My daughter, Emerson, was sitting in her carseat in the back row of the van as we drove home from dinner one evening. She was four at the time. Discipline was not her strong suit that day, and as evening came she got more and more out of control. She was angry with me because I I had corrected her pretty sternly at dinner.
She was scrunched down in her carseat, arms tightly crossed quietly fuming at me. Then I heard her tiny voice, speaking with great energy. “I don’t like you, daddy.” Then she went quiet. Even though she was four, it still stung a bit. It was a little slap at my identity and purpose as her father. A moment later she spoke again, almost like she was rethinking her position.

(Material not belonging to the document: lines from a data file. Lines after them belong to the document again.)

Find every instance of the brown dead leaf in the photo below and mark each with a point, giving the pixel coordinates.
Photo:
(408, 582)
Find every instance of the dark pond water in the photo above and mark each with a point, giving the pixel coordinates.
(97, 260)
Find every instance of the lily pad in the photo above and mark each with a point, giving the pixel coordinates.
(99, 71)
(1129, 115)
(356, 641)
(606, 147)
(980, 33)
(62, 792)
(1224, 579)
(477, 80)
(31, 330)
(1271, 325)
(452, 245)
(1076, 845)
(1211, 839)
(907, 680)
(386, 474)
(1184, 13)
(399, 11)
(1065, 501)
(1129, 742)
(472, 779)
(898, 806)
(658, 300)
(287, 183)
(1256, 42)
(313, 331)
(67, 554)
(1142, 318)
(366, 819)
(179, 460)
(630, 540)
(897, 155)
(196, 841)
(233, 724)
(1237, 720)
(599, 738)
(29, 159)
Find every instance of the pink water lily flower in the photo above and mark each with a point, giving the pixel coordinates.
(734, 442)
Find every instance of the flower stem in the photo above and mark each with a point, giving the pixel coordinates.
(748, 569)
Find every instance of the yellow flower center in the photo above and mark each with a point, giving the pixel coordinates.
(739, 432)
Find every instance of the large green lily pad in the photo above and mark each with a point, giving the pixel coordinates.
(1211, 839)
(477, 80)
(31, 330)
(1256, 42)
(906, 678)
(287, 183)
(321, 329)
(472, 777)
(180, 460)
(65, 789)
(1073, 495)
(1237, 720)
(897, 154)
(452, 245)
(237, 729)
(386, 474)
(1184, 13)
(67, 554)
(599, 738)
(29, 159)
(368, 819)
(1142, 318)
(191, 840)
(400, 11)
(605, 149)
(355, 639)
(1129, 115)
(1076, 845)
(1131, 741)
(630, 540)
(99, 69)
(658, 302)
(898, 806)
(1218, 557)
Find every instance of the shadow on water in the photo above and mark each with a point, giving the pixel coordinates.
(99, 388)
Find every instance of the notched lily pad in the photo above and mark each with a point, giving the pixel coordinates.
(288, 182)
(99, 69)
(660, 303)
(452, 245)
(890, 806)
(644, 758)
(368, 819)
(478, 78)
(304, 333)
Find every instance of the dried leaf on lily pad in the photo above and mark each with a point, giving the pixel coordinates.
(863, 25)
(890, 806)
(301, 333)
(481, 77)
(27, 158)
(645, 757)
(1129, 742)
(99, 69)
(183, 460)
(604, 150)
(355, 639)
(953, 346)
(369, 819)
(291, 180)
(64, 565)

“Well… I like your beard… I just don’t like you.” That was so much better! My beard is magnificent. And since my beard hadn’t been a part of disciplining her, I can understand where she was coming from.
Watching my daughter work out her emotions toward me was fun, but her words stuck a chord. I thought about how many relationships I’ve had in my life with people who truly didn’t like me for me. They liked something about me: my performance, my loyalty, how I could support and encourage them. But their love didn’t extend to all of who I am.
I also realized that for a long time that’s how I saw God. There were certain things about me that God loved–my good behavior, my worship, my dedication. But there were just so many thing that didn’t line up with God’s wishes; God couldn’t really love all of me!